While the limitation of dietary sodium in children may have a positive influence on total body volume, this recommendation should be instituted with caution in patients with high RKF and/or dialysis-related sodium losses. Salt depletion may result in hypotension and impaired growth.267
The removal of “middle molecules” and low-molecular-weight proteins ideally also should be taken into account in the prescription process because of the influence it may have on clinical outcome, especially in patients without RKF.248 However, few data exist on the topic in pediatrics, prompting it to currently have a minor role in prescription considerations for children.268
Although the PD prescription is characterized most often by 24-hour dwells, in some circumstances, NIPD without the use of a daytime dwell can be used effectively.
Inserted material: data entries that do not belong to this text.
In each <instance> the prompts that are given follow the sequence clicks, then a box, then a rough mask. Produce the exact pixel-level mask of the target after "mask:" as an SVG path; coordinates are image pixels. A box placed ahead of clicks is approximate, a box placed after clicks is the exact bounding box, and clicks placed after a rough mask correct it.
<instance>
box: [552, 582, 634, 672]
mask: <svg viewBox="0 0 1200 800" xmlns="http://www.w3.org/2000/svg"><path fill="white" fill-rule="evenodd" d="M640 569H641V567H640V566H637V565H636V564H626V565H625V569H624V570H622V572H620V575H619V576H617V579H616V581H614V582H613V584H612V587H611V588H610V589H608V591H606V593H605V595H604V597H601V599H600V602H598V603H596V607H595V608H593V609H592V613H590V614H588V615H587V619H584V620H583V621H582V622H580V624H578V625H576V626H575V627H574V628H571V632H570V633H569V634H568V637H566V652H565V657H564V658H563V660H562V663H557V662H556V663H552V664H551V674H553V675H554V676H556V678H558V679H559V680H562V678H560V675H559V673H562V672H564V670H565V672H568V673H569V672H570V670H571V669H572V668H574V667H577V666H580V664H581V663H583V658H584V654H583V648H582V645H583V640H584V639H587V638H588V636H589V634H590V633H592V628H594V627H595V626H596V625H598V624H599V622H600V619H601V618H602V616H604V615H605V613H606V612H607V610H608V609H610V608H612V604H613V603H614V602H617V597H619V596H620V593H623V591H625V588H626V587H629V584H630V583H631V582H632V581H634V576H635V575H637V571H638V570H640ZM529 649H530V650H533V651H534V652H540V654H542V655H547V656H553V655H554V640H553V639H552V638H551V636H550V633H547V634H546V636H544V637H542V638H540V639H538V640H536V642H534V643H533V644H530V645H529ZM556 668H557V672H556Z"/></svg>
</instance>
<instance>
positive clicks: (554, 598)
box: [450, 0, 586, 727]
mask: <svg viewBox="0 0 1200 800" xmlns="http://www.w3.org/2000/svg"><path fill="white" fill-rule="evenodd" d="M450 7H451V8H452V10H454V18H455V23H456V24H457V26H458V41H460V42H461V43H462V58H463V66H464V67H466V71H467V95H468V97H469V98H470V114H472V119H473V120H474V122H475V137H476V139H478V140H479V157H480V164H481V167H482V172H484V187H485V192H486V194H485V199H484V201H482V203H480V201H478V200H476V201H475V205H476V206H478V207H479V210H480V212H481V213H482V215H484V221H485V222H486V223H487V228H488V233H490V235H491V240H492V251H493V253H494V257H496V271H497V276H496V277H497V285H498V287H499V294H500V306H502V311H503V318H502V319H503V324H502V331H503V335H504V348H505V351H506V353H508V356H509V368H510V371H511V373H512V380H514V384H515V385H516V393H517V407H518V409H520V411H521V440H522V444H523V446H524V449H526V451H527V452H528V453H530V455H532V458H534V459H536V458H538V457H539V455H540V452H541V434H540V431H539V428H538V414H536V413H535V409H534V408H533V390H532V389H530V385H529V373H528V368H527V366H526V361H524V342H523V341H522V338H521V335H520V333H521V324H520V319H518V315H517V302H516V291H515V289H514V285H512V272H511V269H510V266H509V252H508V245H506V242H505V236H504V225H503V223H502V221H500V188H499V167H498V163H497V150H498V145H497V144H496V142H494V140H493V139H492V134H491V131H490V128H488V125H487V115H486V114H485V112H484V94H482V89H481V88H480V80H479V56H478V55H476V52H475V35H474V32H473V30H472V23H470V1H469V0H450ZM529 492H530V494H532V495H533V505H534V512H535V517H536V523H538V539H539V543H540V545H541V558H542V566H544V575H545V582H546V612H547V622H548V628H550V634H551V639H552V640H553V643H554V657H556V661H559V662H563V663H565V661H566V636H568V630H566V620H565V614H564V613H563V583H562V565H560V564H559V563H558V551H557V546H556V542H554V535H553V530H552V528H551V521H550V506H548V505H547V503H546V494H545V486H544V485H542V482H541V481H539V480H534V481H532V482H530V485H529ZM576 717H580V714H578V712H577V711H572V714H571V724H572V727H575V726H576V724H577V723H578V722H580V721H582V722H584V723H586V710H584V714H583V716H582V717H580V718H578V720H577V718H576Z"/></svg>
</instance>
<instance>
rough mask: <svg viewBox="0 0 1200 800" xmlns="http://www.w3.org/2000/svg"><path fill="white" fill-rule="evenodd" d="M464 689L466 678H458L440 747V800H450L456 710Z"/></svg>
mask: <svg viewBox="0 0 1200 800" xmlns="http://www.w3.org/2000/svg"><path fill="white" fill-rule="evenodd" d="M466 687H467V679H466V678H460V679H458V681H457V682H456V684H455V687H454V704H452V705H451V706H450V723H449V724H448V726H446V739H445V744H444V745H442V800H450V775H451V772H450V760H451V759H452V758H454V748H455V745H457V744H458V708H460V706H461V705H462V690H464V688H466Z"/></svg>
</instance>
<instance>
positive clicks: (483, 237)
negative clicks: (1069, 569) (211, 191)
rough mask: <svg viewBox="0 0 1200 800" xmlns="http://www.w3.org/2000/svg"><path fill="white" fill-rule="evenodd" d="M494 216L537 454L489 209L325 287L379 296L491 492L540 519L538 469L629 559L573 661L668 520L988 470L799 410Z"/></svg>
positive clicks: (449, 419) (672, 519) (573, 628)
Its use requires that the patient's clinical status be monitored closely and consideration be given to a 24-hour dwell prescription if NIPD is not fully effective. This recommendation has been made previously by the European Pediatric PD Working Group.269
No large-scale prospective study has been conducted in children on PD therapy that correlates solute removal (PD and RKF) with patient outcome. This precludes the ability to make an evidence-based recommendation regarding the target solute clearance.
Few data are available for children that compare the impact of RKF versus peritoneal solute removal on patient outcome.
Although data are available from the adult CKD stage 5 population showing the benefit of ACE-inhibitor and ARB therapy as a means of preserving RKF, no similar pediatric data are available.
The ability to assess the QOL of the pediatric PD patient and his or her family is limited by the absence of a QOL tool that has been validated in the pediatric CKD stage 5 population.